This procedure is broadly similar to that for calculating the LSD but it gives us more confidence in comparing the means within a table.

In calculating LSD, we first found sd2 (= 2 x residual mean square / n) and from this we found sd (the standard deviation of the difference between any two means) and multiplied it by a t value (for the degrees of freedom of the residual mean square). For a multiple range test, we use essentially the same procedure but instead of a t value we use a Q value obtained from a table "The Studentized Range". We list our means in order of magnitude, from highest to lowest, then we test for significant difference between the highest and lowest - it must be greater than Qxsd). If this is significant, we test the highest against the second lowest mean, and continue in this way until all means have been tested against one another. However the Q value changes each time. For the first test (highest against lowest mean) we look up the Q value for the number of treatments (i.e. for the number of means in our table of results). For the next test (second highest against lowest, we use the Q value for the number of means minus 1 (because we are excluding the highest mean now), and so on. However the degrees of freedom does not change - it is always the df of the residual (error) mean square. Although each step in this procedure is simple, you need to be organised for testing each mean against all others - see a worked example for the best way to do this.
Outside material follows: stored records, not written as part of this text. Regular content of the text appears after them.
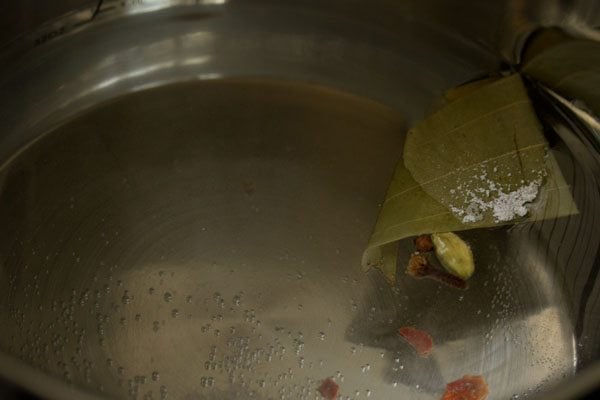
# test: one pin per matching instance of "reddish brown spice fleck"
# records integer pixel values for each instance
(329, 389)
(418, 339)
(248, 187)
(469, 387)
(423, 243)
(419, 267)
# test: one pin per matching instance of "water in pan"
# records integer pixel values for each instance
(203, 241)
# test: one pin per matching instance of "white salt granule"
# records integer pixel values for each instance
(504, 206)
(509, 206)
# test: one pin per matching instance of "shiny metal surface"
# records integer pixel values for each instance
(187, 186)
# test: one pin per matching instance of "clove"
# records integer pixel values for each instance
(419, 267)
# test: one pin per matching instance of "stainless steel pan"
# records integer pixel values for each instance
(186, 188)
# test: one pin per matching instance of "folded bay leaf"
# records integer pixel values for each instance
(489, 133)
(569, 66)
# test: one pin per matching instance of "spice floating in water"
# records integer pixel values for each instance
(424, 243)
(469, 387)
(329, 389)
(420, 340)
(419, 267)
(454, 254)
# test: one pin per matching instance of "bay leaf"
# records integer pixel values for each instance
(569, 66)
(488, 131)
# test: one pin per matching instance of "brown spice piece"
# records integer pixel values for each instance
(424, 243)
(469, 387)
(248, 187)
(329, 389)
(419, 267)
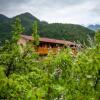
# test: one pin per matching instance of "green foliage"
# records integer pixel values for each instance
(63, 76)
(17, 30)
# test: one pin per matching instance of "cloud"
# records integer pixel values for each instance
(66, 11)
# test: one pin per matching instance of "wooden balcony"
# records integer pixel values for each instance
(46, 50)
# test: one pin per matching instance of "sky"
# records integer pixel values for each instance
(83, 12)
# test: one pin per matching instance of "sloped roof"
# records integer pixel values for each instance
(49, 40)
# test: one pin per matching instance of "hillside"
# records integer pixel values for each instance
(94, 27)
(70, 32)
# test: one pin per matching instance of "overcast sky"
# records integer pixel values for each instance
(62, 11)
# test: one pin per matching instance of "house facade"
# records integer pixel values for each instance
(47, 45)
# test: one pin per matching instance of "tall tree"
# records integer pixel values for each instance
(17, 30)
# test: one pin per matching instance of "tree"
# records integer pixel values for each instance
(17, 29)
(35, 34)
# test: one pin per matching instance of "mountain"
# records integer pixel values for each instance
(94, 27)
(70, 32)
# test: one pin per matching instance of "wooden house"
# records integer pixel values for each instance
(47, 45)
Having done an analysis like this, most people construct a table as follows, using letters to show which treatments differ from others. They would say that treatments that are not followed by the same letter differ significantly from one another (P, 0.05).
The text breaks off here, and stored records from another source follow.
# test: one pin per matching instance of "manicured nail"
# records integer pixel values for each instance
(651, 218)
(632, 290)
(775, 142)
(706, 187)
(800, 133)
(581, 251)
For example, in the fictitious table below, the means for pH 4 and 5 do not differ from one another but differ from the means for all other pH values. The mean for pH 6 differs from the means at all other pH values. The means for pH 7 and 8 do not differ from one another but differ from all other means, and the mean for pH 9 differs from all others.

Treatment Mean
pH 4 36 a
pH 5 35 a
pH 6 30 b
pH 7 20 c
pH 8 17 c
pH 9 10 d

We will now apply the Multiple Range Test to the data on bacterial biomass that we analysed by ANOVA

Summary table of data:

  Bacterium A Bacterium B Bacterium C
Replicate 1 12 20 40
Replicate 2 15 19 35
Replicate 3 9 23 42
n 3 3 3
12 20.7 39
Source of variance Sum of squares Degrees of freedom Mean square
Between treatments 1140.2 2 570.1
Residual 52.7 6 8.78
Total 1192.9 8  

sd2 = 2 x residual mean square / n = 17.56 /3 = 5.85.
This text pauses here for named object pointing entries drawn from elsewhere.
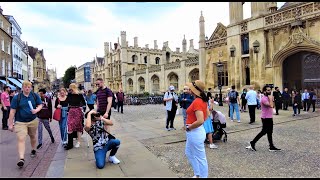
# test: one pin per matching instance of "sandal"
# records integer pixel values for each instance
(20, 163)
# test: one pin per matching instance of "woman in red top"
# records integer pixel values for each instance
(196, 114)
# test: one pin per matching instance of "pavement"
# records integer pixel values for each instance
(147, 149)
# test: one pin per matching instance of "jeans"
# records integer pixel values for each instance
(267, 128)
(295, 108)
(184, 114)
(63, 124)
(120, 106)
(234, 107)
(46, 124)
(252, 112)
(5, 117)
(100, 155)
(195, 151)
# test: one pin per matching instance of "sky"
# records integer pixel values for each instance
(73, 33)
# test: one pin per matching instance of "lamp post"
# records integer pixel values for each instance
(220, 70)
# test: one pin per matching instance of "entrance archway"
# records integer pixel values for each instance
(301, 70)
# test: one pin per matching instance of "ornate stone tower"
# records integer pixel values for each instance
(202, 50)
(235, 12)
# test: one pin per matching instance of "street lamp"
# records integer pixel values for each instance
(220, 70)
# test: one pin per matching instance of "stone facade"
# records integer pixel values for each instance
(253, 50)
(5, 46)
(144, 69)
(41, 79)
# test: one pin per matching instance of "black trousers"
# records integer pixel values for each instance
(252, 112)
(91, 106)
(305, 104)
(5, 116)
(278, 106)
(170, 118)
(267, 128)
(120, 105)
(313, 102)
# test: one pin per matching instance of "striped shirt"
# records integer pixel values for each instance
(102, 97)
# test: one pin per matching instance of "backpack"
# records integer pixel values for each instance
(164, 102)
(233, 96)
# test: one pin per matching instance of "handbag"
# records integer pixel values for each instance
(57, 113)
sd = 2.42 (obtained as the square root of sd2).

First: Rank the treatments from highest to lowest mean. Then compare the highest (39) with the lowest (12) mean:

With 3 treatments, and 6 degrees of freedom for the residual mean square, we have a Q value of 4.34. So, Q(sd) = 4.34 x 2.42 = 9.72. The difference between the highest and lowest means is greater than this, so the biomass of Bacterium C (the highest) differs significantly from that of Bacterium A (the lowest).

Second: compare the second highest (20.7) with the lowest (12) mean:

With 2 treatments (because we are excluding the highest mean now), and 6 degrees of freedom for the residual mean square, we have a Q value of 3.46. So, Q(sd) = 3.46 x 2.42 = 8.37. The difference between means is greater than this (but only just), so the biomass of Bacterium B differs significantly from Bacterium A.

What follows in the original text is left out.